Maar eerst moeten we de highway trotseren. Wat een stuk gevaarlijker blijkt te zijn dan ik had verwacht. Omdat Monarch Pass een stuk hoger ligt dan Sargents moeten we een stuk klimmen en alleen de kant naast het ravijn heeft een beetje ruimte voor ons. De meeste auto’s (het is godzijdank wel een dubbele baan) geven ons de ruimte, maar een paar eikels (mijn excuses, maar dit is de vriendelijke variant) gaan expres dichterbij en sneller rijden. Doodeng, maar godzijdank gaat alles goed en komen we aan bij de Pass, daar krijgen we direct een lift van een meneer die eigenlijk de andere kant op ging maar ons zag lopen en dacht dat kan zo niet. En hij rijdt ons helemaal naar het hiker hostel waar we de volgende dagen blijven. Hayduke’s Hideout is een plek gerund door twee vroegere thruhikers die nu gesettled zijn in Salida en hun garage en achtertuin hebben geopend voor hikers. Het is echt hiker trash, een oase voor hikers, maar gewone mensen zouden dit maar een aftandse bedoening vinden. Na bijna twee maanden op de trail zie ik hier echter het paradijs dat het is. Het is een ontmoetingsplek voor hikers en we koken hier grote maaltijden voor iedereen die er is. Op de tweede dag van ons verblijf krijgt Dev te horen dat een goede vriendin is overleden en haar begrafenis de volgende week is. Hij boekt een ticket voor zaterdag en belooft dat hij na de begrafenis weer terug komt. Als ik die ochtend afscheid van hem neem, weet ik niet dat dit de laatste keer is dat ik hem zal zien. Dev komt uiteindelijk niet meer terug op de CDT. Ook Gump zal ik nooit meer zien, we appen nog wel af en toe, maar ook dat verwatert uiteindelijk. Via via heb ik gehoord dat hij de Canadese grens heeft gehaald.

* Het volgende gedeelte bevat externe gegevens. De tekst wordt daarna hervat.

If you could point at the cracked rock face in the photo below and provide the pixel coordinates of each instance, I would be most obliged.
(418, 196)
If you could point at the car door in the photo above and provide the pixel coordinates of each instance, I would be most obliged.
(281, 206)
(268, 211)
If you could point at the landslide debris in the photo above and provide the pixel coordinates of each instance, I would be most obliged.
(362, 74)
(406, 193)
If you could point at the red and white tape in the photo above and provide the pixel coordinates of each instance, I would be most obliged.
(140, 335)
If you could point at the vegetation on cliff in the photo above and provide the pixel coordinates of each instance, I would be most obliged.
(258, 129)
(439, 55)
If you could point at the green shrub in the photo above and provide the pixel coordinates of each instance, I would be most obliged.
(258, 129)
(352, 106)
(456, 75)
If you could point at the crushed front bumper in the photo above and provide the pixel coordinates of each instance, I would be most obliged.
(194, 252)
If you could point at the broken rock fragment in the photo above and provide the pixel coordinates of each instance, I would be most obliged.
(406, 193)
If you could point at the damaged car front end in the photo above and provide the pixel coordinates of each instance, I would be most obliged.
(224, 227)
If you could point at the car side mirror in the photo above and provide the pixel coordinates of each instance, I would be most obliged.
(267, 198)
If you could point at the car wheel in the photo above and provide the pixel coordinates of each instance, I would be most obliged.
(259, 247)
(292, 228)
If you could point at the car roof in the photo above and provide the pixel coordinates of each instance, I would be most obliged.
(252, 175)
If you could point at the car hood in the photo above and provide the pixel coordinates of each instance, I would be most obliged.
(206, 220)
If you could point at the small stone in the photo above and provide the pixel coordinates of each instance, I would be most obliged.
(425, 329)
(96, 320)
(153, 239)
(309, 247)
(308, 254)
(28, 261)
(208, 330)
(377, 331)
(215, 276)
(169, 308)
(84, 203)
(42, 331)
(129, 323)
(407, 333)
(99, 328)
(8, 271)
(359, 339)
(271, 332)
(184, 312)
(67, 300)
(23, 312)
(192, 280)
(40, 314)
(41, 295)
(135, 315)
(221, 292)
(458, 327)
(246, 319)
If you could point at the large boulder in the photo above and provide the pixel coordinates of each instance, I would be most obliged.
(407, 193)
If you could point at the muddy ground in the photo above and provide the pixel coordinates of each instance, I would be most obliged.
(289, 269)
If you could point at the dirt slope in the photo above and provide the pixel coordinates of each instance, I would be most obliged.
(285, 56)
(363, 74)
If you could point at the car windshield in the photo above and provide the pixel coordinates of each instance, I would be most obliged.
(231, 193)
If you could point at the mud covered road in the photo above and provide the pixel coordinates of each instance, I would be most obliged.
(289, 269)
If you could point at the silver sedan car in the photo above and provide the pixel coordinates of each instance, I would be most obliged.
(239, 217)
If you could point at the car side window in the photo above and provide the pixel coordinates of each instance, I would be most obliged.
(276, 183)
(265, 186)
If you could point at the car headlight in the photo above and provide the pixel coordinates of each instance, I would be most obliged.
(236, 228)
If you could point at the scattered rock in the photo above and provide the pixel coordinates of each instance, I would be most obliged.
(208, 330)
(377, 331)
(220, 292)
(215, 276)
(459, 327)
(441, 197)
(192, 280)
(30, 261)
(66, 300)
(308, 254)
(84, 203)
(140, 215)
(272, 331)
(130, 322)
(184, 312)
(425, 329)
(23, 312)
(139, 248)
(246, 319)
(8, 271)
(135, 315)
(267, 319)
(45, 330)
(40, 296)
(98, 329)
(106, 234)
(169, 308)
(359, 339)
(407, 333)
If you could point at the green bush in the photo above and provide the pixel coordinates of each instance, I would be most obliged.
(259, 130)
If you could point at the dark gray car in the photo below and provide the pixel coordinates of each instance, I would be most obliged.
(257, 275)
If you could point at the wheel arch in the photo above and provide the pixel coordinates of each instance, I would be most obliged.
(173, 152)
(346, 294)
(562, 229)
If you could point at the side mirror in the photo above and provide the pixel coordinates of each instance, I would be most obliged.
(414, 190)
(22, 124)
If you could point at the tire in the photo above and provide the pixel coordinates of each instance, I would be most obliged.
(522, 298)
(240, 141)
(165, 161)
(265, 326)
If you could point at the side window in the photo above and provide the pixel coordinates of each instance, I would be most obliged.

En daar zit ik dan. Alweer alleen. Alleen zijn duurt echter in een plek als Salida en Haydukes niet lang en een trail family die ik in Grants ben tegengekomen neemt mij (en heel even Dev) vrijdag en zaterdag onder de hoede, zij zijn van plan om omhoog te flippen naar Wyoming en daar eerst door de Basin te gaan (een zeer warme, droge vlakte) voordat het er echt te heet is en Colorado nog wat tijd te geven de sneeuw te laten smelten. Het zijn super lieve mensen en binnen de kortste keren hoor ik er helemaal bij. Ze vragen of ik met ze mee wil gaan, maar mijn besluit staat vast. Ik wacht op mijn familie. En dan stopt er op zaterdag namiddag een auto bij Hayduke en hoor ik twee hele bekende stemmen de bestuurder bedanken. Ik een schreeuw vlieg op en ren naar buiten, en ja, daar staan ze. Sprouts en Pale Ale! Hoe? Wat? Waar? Huh?! Ik kan ze alleen maar knuffelen, zo blij ben ik.
Later op de bank vertellen ze dat ze mij ook hebben zo vreselijk hebben gemist en toen ze erachter kwamen dat ik van plan was om bijna anderhalve week op ze te wachten, besloten ze om gewoon een stukje over te slaan en naar mij toe te hitchen. Hun tempo is namelijk iets lager dan dat van de heren en zo kunnen de mannen ons makkelijk inhalen voordat Pale Ale en Bummi weer naar huis gaan. We besluiten nog wel een paar dagen te blijven om wat te rusten en vooral zodat ik naar de fysio kan, verder komt de volgende dag My Best Friend hierheen. De volgende drie dagen wordt er veel gelachen, oude bekenden weer zien, gezwommen in de rivier, gegeten en gedronken. Voor de laatste overnachting gaan we naar Butterfly House, ook een hiker hostel, maar veel dichter bij Monarch Pass. Zo hoeven we de volgende dag niet eerst te hitchen naar de trail en kunnen we gewoon direct gaan hiken. Ik maak ‘s avonds Nederlandse pannenkoeken voor Sprouts, Pale Ale en Longstride. Een hiker waarmee ik op dag een in de shuttle zat en die ook een tijdje met Sprouts en Pale Ale heeft gehiked voor de Gila in New Mexico.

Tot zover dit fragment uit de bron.